Huntington's Disease Society of America
- Founded: 1967
- Focus: Research into Huntington's disease and support for affected people and their families
- Location: New York City;
- Region served: US
- Key people: Louise Vetter (CEO)
- Website: hdsa.org

= Huntington's Disease Society of America =

US non-profit organization

The Huntington's Disease Society of America is a US non-profit organization dedicated to improving the lives of those affected by Huntington's disease (HD), an incurable, genetically transmitted degenerative disease of the nervous system that affects movement, thinking, and some aspects of personality.

The Huntington's Disease Society of America is the largest 501(c)(3) non-profit volunteer organization dedicated to improving the lives of everyone affected by Huntington's Disease.
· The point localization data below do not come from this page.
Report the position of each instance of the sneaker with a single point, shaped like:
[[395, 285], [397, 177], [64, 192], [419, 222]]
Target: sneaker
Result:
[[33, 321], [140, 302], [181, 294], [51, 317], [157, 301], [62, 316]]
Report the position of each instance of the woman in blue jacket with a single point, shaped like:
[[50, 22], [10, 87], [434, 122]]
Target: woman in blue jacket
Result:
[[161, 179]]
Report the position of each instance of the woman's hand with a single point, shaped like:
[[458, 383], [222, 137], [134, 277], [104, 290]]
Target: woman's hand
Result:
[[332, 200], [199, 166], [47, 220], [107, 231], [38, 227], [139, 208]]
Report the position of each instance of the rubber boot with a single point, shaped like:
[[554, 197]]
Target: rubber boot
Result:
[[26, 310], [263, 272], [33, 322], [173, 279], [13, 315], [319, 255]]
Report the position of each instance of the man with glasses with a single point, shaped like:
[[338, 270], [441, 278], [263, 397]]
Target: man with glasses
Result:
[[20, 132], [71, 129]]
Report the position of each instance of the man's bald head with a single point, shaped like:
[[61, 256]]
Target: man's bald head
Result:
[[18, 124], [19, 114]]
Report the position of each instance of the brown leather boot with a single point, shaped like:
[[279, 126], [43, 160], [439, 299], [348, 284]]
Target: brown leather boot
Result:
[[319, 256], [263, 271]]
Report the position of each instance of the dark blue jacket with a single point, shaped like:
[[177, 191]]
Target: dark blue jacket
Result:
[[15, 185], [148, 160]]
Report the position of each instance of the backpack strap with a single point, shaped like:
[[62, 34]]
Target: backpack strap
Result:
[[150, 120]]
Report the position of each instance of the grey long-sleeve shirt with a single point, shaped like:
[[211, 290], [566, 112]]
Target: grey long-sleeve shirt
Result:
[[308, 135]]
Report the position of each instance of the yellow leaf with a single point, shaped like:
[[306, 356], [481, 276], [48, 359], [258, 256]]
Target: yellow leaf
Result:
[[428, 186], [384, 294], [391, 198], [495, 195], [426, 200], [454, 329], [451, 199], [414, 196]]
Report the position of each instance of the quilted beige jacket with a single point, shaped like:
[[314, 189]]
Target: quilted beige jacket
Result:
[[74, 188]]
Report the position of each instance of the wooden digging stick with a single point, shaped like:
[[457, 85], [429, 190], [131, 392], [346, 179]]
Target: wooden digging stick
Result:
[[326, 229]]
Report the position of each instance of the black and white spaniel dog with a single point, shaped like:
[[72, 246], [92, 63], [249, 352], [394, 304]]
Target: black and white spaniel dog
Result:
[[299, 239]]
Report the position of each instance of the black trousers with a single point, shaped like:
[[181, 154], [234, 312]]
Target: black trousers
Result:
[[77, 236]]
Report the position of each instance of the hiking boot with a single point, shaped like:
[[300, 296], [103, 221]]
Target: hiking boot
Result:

Founded in 1967 by Marjorie Guthrie, wife of folk legend Woody Guthrie, who died of HD, the Society works to provide the family services, education, advocacy and research for the more than 41,000 people diagnosed with HD in the United States.

HDSA supports and participates in the HD Drug Research Pipeline, which develops potential therapies to treat and eventually cure HD; and HDSA also supports 50+ HDSA Centers of Excellence at major medical facilities throughout the US, where people with HD and their families receive comprehensive medical, psychological and social services, in addition to physical and occupational therapy and genetic testing and counseling. The Society comprises 50+ volunteer-led local chapters and affiliates across the country with its headquarters in New York City. Additionally, HDSA hosts more than 200 support groups for people with HD, their families, caregivers and people at-risk, and is a resource on HD for medical professionals and the general public.